One afternoon the demands of my life hit an all-time crescendo. I went to the Lord in prayer, and again the prompting came to seek out my ancestors and do their temple work. But this time I was willing to follow those promptings. As impossible as it seemed, I decided to make a promise that I would spend an average of an hour a day doing family history work. I felt peace in my heart as I made the commitment, but logically I could not see how I was ever going to do it.
I decided I would give the Lord my best hour of each day. I set aside the precious hour when my three-year-old was at preschool and my baby was napping. At first this was a trial of my faith. It was difficult for me to shut out all the other pressing demands in my life, but each day I diligently put in my hour, trusting that the Lord would bless me. I knew nothing about family history, so my first hours were spent doing simple things like calling family members to gather records, sitting at the computer trying to learn the family history software, and entering my family data onto the computer. Even though my daily strides were small, I knew that the Lord recognized the sacrifice I was making because I began to feel His Spirit in my life more than ever before.
Blessed Are the Merciful
Still, I felt like Adam, offering sacrifices unto the Lord but not fully understanding why (see Moses 5:6). Why was I prompted to do family history? Later I was reminded of a scripture, “There is a law, irrevocably decreed in heaven before the foundations of this world, upon which all blessings are predicated—And when we obtain any blessing from God, it is by obedience to that law upon which it is predicated” (D&C 130:20–21). What law applied here? Even before the question formed, I knew the answer: “Blessed are the merciful: for they shall obtain mercy” (Matthew 5:7). Then I realized that every time we ask our Father for anything in prayer we are asking for His mercy. We are asking Him to do something for us that we cannot do for ourselves. We cannot expect to receive His mercy unless we ourselves are being merciful to others. When we reach out and aid our own forefathers and allow them to be freed from spirit prison (see D&C 128:22), we are being merciful; we are doing something for them that they cannot do for themselves.
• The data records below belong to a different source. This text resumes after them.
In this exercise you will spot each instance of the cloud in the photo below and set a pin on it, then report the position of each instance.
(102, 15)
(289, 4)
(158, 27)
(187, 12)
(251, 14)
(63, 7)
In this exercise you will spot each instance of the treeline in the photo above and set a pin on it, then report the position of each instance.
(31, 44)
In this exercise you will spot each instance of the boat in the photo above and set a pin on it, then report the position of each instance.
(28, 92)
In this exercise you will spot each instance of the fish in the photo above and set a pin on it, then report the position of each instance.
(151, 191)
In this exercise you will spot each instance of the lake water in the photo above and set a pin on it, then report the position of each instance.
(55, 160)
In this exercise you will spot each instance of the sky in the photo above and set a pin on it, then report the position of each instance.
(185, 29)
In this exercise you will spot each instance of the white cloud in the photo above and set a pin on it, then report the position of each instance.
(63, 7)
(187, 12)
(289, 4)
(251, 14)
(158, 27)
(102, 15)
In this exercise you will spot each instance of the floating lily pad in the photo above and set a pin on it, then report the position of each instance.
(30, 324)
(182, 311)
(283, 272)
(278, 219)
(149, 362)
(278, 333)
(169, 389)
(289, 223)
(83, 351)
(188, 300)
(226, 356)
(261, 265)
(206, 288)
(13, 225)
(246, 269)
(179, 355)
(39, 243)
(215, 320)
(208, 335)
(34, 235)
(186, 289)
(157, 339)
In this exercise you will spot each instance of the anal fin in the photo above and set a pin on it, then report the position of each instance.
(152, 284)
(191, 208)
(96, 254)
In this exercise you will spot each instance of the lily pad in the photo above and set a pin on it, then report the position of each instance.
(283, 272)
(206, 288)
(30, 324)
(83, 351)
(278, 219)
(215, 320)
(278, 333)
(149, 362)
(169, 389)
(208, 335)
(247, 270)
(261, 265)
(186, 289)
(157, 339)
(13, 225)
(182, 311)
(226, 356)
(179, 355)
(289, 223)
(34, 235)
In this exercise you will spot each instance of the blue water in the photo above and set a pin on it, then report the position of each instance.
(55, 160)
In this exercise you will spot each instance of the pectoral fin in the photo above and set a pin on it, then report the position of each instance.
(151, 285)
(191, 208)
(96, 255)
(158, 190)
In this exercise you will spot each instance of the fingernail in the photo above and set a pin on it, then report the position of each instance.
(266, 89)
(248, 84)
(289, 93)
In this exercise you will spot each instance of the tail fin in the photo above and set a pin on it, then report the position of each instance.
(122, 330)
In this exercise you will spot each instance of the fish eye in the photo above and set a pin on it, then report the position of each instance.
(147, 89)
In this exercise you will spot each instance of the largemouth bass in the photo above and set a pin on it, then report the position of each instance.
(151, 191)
Amulek taught this important principle in his powerful discourse on prayer. He urged the people to pray without ceasing for all their needs, including the increase of their flocks and the abundance of their crops. But then he gave them this caution: “Do not suppose that this is all; for after ye have done all these things [prayed without ceasing], if ye turn away the needy, and the naked, and visit not the sick and afflicted, and impart of your substance, if ye have, to those who stand in need—I say unto you, if ye do not any of these things, behold, your prayer is vain, and availeth you nothing” (Alma 34:28).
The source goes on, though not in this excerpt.